Por eso mismo es tan fácil convencer en la sociedad de nuestros días. Usamos las redes sociales para exhibirnos y tratar de imponer nuestro criterio, no para compartir información con la lúcida inocencia de quien le importa alcanzar certeza. Los conflictos dialécticos requieren ciertas dotes: manejo de la palabra, respeto al interlocutor y estrategia. Estar expuestos a personas que con frecuencia destacan por su vulgaridad agota nuestras fuerzas. Trampas de los algoritmos al margen, somos nosotros mismos quienes, ya sea con plena consciencia volitiva o por inercia, vamos favoreciendo a quienes piensan como nosotros o nos hacen sentir reconfortados con nuestras publicaciones. Inflamos así las burbujas informativas, aunque nos alejemos del ideal del intercambio más o menos limpio de pareceres. Cada vez son menos los usuarios que escogen la variedad informativa y la discusión heterogénea. Esta decisión es comprensible: a fin de cuentas, los humanos aspiramos a una larga vida y a la prosperidad, como el deseo del saludo vulcano, no pasar mal rato, tensar nuestro carácter y permanecer en alerta.

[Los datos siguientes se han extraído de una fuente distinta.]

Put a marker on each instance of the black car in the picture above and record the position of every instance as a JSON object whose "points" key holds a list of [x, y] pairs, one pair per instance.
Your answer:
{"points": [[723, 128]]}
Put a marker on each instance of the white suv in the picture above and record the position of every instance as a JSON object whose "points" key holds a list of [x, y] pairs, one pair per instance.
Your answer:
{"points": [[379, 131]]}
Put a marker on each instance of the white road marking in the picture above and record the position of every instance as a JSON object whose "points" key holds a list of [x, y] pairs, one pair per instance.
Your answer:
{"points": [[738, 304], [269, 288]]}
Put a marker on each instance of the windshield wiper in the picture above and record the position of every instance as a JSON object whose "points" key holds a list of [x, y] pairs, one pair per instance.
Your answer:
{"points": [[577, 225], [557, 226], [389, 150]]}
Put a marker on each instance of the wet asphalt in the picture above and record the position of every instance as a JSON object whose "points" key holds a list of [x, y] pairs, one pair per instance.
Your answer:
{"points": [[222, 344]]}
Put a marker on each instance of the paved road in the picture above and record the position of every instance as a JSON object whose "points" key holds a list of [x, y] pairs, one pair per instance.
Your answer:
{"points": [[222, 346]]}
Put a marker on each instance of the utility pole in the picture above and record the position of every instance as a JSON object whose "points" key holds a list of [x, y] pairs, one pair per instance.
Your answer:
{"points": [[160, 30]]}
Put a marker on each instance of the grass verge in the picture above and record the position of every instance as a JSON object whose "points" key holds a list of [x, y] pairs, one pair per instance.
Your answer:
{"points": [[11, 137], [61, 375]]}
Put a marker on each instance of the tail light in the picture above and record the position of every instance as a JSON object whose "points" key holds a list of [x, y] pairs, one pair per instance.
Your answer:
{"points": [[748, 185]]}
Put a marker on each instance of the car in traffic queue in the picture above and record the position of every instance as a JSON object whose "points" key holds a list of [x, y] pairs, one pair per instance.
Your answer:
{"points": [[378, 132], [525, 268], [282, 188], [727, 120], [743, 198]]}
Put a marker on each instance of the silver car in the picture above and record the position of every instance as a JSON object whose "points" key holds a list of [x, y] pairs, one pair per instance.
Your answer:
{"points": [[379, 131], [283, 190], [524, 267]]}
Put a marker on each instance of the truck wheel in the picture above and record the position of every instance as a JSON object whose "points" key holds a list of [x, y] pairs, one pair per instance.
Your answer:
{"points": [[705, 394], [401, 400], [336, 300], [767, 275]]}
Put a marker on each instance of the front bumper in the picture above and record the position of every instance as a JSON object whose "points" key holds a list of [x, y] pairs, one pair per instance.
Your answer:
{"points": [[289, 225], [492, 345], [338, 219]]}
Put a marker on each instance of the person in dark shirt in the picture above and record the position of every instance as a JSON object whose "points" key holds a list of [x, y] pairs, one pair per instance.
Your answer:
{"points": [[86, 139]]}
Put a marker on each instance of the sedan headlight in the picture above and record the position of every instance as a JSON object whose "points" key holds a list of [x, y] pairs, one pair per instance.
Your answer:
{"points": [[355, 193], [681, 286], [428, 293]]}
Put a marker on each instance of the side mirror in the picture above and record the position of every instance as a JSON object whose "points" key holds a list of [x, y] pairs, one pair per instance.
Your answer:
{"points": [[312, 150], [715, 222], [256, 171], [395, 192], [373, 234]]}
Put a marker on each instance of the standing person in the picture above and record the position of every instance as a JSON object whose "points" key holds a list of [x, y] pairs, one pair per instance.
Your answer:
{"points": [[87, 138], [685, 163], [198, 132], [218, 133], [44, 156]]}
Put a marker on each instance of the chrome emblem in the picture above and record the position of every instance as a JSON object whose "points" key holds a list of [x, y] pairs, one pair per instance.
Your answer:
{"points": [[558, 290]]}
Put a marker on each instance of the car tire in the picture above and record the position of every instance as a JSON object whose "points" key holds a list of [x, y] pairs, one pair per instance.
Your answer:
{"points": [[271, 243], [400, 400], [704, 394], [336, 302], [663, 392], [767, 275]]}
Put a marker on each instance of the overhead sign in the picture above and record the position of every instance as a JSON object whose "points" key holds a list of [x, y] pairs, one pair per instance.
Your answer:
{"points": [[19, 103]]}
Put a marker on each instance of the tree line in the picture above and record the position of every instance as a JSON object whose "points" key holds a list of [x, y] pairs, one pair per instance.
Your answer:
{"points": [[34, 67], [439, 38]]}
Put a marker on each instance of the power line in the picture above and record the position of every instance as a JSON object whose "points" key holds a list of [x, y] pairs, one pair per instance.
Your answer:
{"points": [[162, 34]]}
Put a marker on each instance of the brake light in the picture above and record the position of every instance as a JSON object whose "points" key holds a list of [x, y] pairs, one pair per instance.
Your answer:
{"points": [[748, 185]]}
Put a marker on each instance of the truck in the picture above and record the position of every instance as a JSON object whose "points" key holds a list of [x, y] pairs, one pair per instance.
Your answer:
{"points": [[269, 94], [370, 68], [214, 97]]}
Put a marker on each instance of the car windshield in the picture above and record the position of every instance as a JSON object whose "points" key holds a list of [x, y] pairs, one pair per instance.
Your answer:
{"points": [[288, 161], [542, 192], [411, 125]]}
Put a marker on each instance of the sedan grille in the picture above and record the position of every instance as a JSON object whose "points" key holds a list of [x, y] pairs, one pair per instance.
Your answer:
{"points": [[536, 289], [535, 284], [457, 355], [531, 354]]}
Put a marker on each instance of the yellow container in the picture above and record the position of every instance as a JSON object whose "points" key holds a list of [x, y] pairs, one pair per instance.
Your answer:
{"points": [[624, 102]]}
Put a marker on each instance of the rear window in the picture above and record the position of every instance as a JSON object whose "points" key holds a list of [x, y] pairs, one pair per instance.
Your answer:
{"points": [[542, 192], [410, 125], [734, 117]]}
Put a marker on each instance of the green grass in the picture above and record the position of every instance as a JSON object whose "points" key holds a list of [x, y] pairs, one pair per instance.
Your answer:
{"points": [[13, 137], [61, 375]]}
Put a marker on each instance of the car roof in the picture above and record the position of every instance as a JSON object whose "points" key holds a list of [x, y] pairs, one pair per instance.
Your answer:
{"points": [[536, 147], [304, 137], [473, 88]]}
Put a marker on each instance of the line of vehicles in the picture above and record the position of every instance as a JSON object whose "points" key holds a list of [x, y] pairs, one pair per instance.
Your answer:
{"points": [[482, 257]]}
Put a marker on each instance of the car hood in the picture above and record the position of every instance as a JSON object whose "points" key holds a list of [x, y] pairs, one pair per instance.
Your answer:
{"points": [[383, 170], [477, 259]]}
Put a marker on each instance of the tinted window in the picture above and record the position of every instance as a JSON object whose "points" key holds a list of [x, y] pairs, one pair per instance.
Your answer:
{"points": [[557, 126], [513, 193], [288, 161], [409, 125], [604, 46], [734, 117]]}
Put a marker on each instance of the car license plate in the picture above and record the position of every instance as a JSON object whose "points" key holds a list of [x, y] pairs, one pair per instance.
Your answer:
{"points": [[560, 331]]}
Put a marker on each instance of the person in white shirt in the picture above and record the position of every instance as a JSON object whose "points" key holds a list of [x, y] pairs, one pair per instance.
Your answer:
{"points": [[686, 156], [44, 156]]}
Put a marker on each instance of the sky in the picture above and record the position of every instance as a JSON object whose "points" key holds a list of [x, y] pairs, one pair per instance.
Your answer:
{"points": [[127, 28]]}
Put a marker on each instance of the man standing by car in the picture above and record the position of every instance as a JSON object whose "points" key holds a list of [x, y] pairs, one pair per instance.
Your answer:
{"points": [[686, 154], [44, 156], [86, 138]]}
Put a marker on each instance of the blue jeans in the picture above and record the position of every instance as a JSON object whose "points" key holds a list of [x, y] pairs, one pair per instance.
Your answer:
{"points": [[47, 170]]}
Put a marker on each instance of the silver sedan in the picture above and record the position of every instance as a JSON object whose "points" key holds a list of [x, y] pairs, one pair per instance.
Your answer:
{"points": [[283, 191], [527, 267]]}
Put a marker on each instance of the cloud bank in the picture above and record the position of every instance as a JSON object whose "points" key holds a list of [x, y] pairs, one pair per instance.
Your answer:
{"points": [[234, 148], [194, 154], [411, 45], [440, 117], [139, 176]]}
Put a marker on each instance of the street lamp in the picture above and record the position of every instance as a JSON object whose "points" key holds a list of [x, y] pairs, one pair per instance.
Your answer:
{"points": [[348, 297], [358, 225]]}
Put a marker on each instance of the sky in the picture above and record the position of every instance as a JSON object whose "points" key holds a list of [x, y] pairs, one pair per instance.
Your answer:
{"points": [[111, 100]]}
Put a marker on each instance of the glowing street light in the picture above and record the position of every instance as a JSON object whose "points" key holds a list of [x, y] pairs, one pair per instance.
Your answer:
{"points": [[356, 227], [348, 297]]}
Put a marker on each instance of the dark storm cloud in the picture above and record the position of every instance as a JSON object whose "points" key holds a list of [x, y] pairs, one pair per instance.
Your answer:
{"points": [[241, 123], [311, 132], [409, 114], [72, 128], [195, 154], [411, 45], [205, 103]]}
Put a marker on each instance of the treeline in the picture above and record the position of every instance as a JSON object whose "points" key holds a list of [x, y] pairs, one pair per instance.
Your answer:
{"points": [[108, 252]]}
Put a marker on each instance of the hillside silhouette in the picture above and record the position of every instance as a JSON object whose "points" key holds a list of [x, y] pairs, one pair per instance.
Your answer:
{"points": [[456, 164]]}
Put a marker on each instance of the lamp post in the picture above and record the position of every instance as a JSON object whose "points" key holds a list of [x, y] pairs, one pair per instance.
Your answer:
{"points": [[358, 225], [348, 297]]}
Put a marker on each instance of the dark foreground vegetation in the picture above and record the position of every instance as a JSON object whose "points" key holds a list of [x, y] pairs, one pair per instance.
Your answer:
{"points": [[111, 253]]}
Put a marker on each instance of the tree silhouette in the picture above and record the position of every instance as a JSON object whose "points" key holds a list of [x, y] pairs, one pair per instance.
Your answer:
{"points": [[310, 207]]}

Para la persona reflexiva, sus creencias no importan, solo lo hace la verdad objetiva y universal que es capaz de discernir
Toda esta situación cambia cuando desempolvamos la reflexión y entrenamos la suspensión del juicio. Al reflexionar, nuestra pretensión cambia. Ya no nos importa evaluar la conveniencia o el peligro de una determinada realidad, sino comprenderla. El proceso también nos produce un reajuste inmediato de la capacidad para juzgar: el adjetivo calificativo queda progresivamente limitado a una descripción mental de los acontecimientos donde nuestros sentimientos y la verdad que lentamente vamos descubriendo quedan claramente diferenciadas. Para la persona reflexiva, sus creencias no importan, solo lo hace la verdad objetiva y universal que es capaz de discernir.
Desempolvar la reflexión ofrece también otros aspectos positivos. Por ejemplo, dejar de ser esclavos de la palabra para liberarnos mediante la escucha activa. Al escuchar a los demás nos es más fácil ponernos en piel ajena y percibir al otro con plena dignidad, rompiendo las diferencias culturales que a menudo imaginamos que nos separan entre nosotros. Porque, en definitiva, todos los humanos somos seres reflexivos, si queremos hacer uso de nuestra común capacidad. El respeto, entonces, emana por sí solo.
También, al concedemos tiempo para escuchar y comprender al semejante estamos defendiendo la comunicación, la libertad de expresión y la libertad de pensamiento. Siempre que las ideas se defiendan desde el respeto, la discordancia es abrazada como lo que es, un estímulo para perfeccionar nuestras ideas en busca de ese fin superior que supone alcanzar la verdad, ya que gracias a la diferencia de impresiones podemos aspirar a pulir más rápidamente nuestro pensamiento. Solo así es posible desarrollar una libertad de pensamiento real y trascender de la reacción a la acción, del estímulo animal a la estrategia consciente y del estar sin saber al saber estar.